"You can't do research journalism on the basis of intuition."
Journalist Pilar Urbano gave a lecture at the School of Communication of the University of Buenos Aires.
"The logical process of deduction is the most important: you cannot do research journalism based on intuition," said Pilar Urbano today at the University. The journalist gave a lecture on the occasion of the feast day of the patron saint of the School of Communication in which she reviewed the keys to research journalism, which she defined as "the way to communicate the people's right to know and the hermeticism of the different powers".
"There are no golden rules, only golden mistakes and golden experience," warned Pilar Urbano, who added that "each case requires a specific technique and develops at its own pace."
"The first thing to do is to forget about the clock," the journalist told the 300 people who attended the lecture, which she dedicated to Professor Luka Brajnovic, who recently passed away. "It is necessary to arm yourself with patience to set up waits, to talk to the same people at different times.... And the first person who has to be aware of this is the director of the media," he explained. In his opinion, " research journalism requires slowness, that's why it is impossible to do it overnight; and it implies a certain clandestinity".
Another issue to be taken into account, according to Pilar Urbano, is the observation of detail. "The absent-minded cannot be used for this work: you have to pay attention to everything because any detail can be revealing. If a person does not drink alcohol or suffers from insomnia, remembering an enrollment or a portal can be very useful at some point in the research," she said.

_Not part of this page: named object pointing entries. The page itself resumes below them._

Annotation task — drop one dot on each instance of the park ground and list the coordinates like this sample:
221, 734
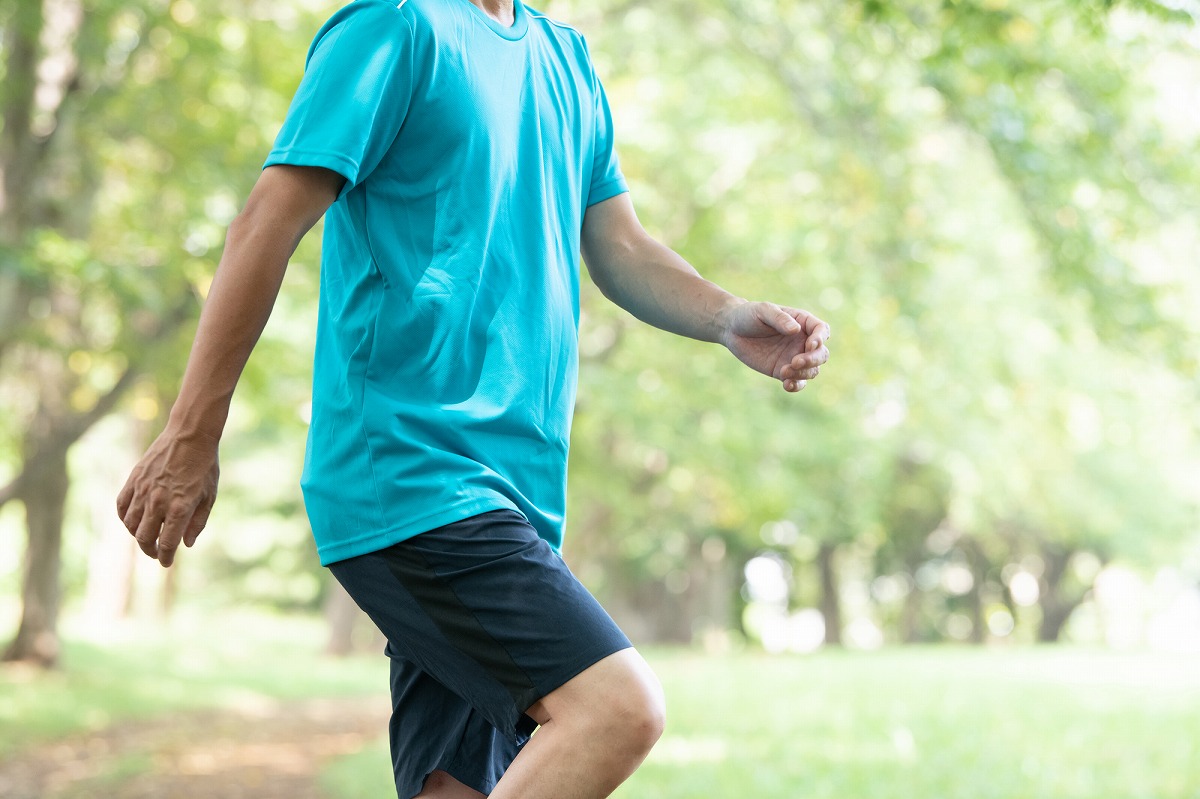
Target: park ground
247, 707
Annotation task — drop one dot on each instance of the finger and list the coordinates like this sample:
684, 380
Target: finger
178, 521
819, 335
780, 319
805, 361
148, 532
124, 498
132, 517
199, 518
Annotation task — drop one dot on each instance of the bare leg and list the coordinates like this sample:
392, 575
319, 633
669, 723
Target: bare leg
595, 731
442, 786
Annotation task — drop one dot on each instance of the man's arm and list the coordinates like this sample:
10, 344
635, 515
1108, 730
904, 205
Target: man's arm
171, 491
655, 284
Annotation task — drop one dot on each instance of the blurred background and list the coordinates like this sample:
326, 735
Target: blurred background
847, 593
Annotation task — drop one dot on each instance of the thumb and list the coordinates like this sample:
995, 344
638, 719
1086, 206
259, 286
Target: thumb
779, 319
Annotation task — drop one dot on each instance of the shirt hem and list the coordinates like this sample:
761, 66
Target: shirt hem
375, 541
336, 162
607, 190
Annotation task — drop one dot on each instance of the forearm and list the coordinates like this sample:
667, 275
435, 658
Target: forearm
659, 287
239, 304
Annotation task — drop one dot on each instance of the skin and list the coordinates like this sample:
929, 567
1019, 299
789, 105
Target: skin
598, 727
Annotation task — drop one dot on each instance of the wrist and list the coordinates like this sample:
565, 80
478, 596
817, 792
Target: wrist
725, 318
193, 425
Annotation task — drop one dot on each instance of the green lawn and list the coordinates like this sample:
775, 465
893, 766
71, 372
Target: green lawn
227, 661
911, 724
1055, 724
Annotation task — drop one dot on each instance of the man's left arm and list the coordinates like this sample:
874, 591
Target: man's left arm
659, 287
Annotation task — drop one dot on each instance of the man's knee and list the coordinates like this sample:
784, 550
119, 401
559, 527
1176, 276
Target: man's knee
618, 698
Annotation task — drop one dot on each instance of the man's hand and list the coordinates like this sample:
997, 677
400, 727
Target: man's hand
785, 343
169, 494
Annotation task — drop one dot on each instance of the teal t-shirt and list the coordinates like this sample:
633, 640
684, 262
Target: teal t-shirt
445, 365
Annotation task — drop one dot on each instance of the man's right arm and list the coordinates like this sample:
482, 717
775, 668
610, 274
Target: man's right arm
171, 491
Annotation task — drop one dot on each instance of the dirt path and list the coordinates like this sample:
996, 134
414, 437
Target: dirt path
271, 751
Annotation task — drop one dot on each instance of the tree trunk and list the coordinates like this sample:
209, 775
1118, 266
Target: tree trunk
1056, 604
979, 566
45, 498
831, 593
341, 613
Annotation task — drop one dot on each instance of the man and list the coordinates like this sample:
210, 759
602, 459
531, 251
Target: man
462, 154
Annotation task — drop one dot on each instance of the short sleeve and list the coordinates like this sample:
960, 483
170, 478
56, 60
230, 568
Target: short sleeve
354, 95
606, 178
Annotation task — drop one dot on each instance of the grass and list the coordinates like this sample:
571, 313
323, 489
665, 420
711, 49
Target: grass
1060, 724
123, 673
948, 722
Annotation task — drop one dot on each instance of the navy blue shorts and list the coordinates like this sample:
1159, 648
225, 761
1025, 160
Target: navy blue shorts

Working with plural sourceThe journalist stressed that the most valuable tool is always the question, but she also mentioned other tools such as almanacs, memoranda, data instructions or the Internet, which provide the documentary background. "In addition, we have to start from scratch, quarantine all the information we have before starting the research and check the data".
Pilar Urbano also stressed the need to work with plural sources, even contradictory ones, to enrich research and avoid "the danger of one source intoxicating or teledirecting the work". "In addition, the professional should never cling to his or her thesis ," she said.
Finally, "the task of writing remains. And it is at that moment when the journalist, who knows that he is not the protagonist, must disappear," he concluded.